Producers like San Francisco’s Lola Lola represent a wave of cannabis companies offering up enjoyment and an elevated lifestyle brand.
“We want to be inviting to the everyday consumer, not just regular users,” says Co-Founder Michael Gargenese, Jr., who left a sales and marketing role at Google in 2014 to focus on his business full-time with his father, Mike Sr.
The whimsical colors and sharp edges of the brand’s marketing present an almost Coachella-lite approach in a state that feeds on the outlandish. It is tailor-made for the incoming onslaught of consumers when Prop 64 (passed in November 2016–take that Jeff Sessions!) goes into effect sometime in late 2017 or early 2018. It will legalize recreational sales across the state.
The Gargeneses funded their business from private investment and employ somewhat of a corporate model, offering regular feedback and opportunities for input from their backers.
One of their first initiatives was a proprietary extraction method called “Golden Clear.” It removes unhealthy fats, lipids, and other impurities from their oils, leaving the user with a product that’s 80-90% THC. It ends up providing a cleaner cannabis smoke, too.
They continued this type of brand consciousness with a series of heart-shaped concentrates they launched on Valentine’s Day. It all links back to their upscale marketing and pricing as part of the foundation for a new set of consumers.

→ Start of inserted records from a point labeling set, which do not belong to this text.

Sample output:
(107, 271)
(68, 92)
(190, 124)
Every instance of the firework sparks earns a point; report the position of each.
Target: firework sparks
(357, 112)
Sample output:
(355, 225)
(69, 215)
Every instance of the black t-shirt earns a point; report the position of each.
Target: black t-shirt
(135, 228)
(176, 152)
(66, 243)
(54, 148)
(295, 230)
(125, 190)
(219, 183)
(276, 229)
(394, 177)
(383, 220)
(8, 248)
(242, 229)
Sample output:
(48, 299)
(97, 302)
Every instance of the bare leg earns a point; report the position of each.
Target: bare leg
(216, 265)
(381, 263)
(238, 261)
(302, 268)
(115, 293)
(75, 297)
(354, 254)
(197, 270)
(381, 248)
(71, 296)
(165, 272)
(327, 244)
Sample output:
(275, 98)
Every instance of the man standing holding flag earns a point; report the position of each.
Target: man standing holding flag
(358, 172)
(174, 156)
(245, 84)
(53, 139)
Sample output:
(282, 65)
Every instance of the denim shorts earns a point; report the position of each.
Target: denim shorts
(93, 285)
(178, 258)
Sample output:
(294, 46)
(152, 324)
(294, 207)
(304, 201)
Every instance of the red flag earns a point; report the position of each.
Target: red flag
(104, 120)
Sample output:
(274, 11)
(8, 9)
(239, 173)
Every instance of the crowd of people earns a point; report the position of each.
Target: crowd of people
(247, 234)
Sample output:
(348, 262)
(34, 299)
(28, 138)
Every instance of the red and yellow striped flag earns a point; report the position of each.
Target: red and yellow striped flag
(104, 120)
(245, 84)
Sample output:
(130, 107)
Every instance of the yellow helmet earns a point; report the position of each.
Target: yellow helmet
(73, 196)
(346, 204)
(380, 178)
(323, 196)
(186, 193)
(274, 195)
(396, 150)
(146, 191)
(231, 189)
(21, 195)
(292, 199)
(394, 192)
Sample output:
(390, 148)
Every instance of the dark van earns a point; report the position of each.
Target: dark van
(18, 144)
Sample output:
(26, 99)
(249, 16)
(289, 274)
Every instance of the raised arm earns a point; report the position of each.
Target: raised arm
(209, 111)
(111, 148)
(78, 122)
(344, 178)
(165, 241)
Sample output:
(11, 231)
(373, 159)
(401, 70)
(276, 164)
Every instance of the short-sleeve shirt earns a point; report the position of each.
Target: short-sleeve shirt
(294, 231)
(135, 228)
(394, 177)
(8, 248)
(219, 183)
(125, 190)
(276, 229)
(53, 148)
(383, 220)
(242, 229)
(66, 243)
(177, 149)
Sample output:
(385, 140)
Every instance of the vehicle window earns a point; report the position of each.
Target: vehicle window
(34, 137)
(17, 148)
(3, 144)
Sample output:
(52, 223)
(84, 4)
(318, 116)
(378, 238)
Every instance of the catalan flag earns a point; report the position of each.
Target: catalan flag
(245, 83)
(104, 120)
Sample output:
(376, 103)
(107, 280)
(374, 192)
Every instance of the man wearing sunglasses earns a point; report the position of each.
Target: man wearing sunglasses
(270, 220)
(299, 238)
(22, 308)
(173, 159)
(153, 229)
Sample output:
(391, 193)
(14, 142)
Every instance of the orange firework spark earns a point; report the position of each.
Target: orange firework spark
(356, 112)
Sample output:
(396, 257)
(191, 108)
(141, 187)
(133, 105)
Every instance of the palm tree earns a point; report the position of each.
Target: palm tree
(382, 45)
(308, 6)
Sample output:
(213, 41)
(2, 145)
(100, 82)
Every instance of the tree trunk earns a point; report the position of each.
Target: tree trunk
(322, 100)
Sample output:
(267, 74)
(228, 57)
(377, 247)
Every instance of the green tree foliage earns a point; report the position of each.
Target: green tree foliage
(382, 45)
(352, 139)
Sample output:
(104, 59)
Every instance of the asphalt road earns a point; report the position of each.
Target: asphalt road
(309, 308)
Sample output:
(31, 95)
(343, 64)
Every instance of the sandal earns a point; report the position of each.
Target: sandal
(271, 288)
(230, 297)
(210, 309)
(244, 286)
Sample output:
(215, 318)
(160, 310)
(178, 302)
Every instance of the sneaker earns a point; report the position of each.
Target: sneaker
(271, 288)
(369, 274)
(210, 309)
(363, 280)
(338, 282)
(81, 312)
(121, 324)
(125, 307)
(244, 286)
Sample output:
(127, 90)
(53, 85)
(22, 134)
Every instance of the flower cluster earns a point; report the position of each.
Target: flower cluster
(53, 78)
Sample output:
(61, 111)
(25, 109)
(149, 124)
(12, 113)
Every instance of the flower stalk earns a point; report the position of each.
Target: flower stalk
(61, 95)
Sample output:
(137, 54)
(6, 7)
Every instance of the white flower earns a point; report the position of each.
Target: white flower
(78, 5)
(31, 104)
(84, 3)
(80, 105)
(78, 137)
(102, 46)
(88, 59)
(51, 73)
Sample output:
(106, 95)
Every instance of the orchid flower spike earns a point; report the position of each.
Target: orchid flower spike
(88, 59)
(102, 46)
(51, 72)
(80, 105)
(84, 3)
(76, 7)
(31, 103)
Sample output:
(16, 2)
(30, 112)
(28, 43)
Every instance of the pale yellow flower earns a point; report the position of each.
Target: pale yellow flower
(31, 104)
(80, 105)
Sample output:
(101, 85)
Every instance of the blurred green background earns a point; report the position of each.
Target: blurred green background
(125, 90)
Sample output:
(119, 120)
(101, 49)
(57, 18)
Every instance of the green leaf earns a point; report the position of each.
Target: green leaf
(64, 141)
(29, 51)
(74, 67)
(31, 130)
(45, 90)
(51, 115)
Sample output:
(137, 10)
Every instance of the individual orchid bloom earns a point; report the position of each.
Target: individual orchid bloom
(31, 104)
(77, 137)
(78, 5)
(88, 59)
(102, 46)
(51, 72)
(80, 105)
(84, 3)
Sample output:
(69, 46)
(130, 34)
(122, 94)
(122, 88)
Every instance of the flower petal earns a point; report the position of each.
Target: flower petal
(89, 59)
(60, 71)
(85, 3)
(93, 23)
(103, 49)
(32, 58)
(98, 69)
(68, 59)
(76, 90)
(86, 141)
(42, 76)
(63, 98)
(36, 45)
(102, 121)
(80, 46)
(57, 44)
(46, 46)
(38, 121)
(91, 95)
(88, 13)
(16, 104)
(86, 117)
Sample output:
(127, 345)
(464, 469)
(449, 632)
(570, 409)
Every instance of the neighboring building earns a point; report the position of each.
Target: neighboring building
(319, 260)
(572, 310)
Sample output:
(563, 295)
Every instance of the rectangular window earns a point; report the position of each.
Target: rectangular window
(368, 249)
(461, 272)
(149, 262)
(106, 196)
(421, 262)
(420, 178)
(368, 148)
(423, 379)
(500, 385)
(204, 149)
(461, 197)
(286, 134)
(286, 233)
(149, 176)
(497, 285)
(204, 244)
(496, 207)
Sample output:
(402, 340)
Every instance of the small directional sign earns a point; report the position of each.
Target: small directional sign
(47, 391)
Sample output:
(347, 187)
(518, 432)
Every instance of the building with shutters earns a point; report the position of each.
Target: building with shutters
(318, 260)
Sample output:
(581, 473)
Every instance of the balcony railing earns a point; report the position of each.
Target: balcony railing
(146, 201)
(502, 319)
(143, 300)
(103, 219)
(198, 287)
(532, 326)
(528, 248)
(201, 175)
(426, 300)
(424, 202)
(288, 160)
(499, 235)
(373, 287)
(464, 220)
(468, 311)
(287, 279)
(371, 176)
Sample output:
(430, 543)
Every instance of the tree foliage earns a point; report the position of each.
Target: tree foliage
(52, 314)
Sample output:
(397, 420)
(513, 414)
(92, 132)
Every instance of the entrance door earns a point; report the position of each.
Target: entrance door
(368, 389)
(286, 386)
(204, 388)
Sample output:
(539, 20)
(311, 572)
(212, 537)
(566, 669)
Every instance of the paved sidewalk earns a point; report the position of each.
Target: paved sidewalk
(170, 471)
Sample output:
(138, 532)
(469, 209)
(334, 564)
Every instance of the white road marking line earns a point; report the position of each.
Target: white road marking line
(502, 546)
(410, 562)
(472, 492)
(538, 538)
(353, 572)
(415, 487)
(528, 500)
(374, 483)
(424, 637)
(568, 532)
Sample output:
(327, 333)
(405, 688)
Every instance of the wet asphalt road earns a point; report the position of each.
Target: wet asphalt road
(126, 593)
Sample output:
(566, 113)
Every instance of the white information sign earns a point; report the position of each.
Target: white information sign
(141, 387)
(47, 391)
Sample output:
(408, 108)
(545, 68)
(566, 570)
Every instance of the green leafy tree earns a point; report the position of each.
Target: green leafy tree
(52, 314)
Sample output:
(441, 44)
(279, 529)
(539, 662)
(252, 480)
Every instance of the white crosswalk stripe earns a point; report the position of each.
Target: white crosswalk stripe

“The stigma is changing,” Michael says.
With that decline in stigmatization, comes a line of vape cartridges and flower tailored to specific users and a colorful guide offering basic education on strain type and desired effect.
“We want you to feel more comfortable with what you’re putting inside your body and that happens through education,” he says.
For now, the focus is on more accessible products. Later this year, they’ll release a disposable vape product and cannabis oils targeted for specific day and night use.
They want to be a connective brand as well for people who may have stopped using at some point, but are now returning as recreational use becomes more accepted.
And as the guise of old continues to subside, Lola Lola may find themselves in pole position as an example of high-end cannabis culture on the West Coast.